モデルが分析や研究といった、国際競争力にとって重要な目的で運用される場合、その出力が訓練に使用された表現的著作物の代替となる可能性は低い。しかし、既存市場において著作物と競合する表現的コンテンツを、大量の著作物を用いて商業的に生み出す行為、とりわけ違法なアクセスを通じてそれが行われる場合には、確立したフェアユースの範囲を逸脱する。

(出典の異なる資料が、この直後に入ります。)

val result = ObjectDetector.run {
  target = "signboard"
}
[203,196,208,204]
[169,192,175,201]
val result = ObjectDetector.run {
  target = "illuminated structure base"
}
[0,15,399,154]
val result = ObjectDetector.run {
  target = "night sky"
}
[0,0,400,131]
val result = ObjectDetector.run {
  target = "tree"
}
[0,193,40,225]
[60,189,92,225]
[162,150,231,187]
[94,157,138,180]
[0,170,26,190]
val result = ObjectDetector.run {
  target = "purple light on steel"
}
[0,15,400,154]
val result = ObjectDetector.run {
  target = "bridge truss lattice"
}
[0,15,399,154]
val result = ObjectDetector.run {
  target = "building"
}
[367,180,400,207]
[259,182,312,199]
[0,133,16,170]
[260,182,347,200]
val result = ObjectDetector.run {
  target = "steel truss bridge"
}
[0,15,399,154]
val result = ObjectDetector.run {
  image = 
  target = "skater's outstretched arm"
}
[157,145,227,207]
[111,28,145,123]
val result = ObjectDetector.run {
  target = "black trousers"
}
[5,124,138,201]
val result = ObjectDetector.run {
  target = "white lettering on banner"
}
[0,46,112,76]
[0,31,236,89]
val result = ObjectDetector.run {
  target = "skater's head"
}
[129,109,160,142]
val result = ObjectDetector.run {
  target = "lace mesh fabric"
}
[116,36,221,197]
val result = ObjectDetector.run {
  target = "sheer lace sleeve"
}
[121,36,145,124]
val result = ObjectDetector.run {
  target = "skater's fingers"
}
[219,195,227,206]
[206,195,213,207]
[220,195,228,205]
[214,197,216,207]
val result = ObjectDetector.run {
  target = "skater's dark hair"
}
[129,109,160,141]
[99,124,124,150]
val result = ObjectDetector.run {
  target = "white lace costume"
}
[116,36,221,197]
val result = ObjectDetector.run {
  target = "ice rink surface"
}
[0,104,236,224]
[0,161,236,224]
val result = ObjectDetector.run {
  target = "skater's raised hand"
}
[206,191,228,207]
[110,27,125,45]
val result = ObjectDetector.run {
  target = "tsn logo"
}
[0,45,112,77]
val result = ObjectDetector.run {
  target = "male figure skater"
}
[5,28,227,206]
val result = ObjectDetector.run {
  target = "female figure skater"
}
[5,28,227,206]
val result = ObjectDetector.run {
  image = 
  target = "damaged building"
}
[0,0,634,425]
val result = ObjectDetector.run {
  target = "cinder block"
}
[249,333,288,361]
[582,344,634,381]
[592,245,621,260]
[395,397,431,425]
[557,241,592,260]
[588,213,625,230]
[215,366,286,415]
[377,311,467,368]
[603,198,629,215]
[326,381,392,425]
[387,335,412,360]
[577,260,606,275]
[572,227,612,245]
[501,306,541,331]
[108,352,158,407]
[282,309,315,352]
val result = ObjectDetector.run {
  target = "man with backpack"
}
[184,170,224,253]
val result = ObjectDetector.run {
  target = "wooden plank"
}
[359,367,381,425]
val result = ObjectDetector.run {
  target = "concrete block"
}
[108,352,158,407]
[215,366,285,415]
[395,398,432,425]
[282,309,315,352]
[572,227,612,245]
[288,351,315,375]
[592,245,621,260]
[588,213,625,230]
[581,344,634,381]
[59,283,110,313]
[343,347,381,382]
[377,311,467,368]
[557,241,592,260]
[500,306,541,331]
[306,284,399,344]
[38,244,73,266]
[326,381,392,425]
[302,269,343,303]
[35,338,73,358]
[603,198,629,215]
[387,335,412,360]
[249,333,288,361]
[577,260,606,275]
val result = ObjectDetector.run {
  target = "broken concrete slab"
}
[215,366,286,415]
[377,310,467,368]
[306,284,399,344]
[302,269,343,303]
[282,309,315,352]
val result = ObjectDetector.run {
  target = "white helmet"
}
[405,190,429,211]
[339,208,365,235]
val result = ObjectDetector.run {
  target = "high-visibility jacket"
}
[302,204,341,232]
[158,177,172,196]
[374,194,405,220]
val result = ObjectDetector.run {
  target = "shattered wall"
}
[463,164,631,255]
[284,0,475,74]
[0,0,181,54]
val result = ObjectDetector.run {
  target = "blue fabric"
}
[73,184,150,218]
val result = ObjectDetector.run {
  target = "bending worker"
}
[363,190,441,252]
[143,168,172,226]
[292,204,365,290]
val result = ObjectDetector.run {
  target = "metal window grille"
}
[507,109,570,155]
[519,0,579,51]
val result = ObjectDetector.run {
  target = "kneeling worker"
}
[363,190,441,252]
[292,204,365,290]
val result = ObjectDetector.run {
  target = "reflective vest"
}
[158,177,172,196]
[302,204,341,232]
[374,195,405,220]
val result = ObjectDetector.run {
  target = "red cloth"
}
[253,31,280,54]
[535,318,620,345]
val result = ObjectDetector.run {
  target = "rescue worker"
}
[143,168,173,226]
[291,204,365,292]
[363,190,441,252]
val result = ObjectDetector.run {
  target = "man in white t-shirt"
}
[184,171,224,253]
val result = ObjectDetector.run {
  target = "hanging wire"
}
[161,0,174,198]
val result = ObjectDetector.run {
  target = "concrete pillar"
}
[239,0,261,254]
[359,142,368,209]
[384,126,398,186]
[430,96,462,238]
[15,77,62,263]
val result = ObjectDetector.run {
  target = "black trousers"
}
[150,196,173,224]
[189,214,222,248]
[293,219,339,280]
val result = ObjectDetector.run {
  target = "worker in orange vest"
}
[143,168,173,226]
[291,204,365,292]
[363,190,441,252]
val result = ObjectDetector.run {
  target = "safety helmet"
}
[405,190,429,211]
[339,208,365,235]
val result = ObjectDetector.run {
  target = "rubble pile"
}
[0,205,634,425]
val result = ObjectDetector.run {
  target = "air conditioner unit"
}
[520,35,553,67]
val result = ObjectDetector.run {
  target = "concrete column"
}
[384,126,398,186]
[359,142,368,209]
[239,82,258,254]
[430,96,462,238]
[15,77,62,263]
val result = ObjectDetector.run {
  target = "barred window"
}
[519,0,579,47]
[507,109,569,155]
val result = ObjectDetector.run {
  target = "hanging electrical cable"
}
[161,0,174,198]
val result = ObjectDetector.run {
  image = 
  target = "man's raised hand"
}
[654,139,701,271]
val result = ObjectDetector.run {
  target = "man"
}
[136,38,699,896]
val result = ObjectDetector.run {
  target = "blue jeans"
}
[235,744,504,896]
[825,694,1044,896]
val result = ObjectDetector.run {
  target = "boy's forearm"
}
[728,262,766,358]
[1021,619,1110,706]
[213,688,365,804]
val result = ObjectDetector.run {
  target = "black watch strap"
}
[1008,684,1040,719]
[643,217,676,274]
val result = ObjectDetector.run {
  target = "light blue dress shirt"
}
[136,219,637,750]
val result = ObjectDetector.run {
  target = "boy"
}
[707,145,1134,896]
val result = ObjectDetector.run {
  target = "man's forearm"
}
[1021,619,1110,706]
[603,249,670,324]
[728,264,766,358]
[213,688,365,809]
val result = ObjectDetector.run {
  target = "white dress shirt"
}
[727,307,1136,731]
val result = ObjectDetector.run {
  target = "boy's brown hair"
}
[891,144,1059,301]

フェアユースに該当しない可能性のある利用については、継続的な革新を支えるための実務的な解決策が不可欠である。AI訓練に関するライセンス契約は、個別的または集団的な形態で特定の分野において急速に出現しているが、その普及は未だ一様ではない。自主的なライセンスの顕著な成長と、法改正に対する関係者の支持の欠如を踏まえれば、政府による介入は現時点では時期尚早であるとわれわれは考える。

むしろ、ライセンス市場は発展を続け、初期の成功事例を他の文脈にも迅速に広げるべきである。残されたギャップが埋まらないと見込まれる分野においては、市場の失敗に対応するため、拡大集中許諾のような代替的アプローチを検討すべきである。

解説

集中許諾制度は権利集中管理団体が著作権者に代わって著作権を管理する制度で、団体の構成員のみが対象だが、これを構成員以外にも拡大するのが拡大集中許諾制度。日本では多くの音楽家が著作権の管理をJASRACに委託しているが、JASRACが権利者から管理を委託されていない楽曲についても、権利者に代わって管理できるようにする。利用者はこの制度によって権利者を探し出す手間が省けるので、権利者の身元あるいは所在が不明な孤児著作物問題の有効な解決策にもなる。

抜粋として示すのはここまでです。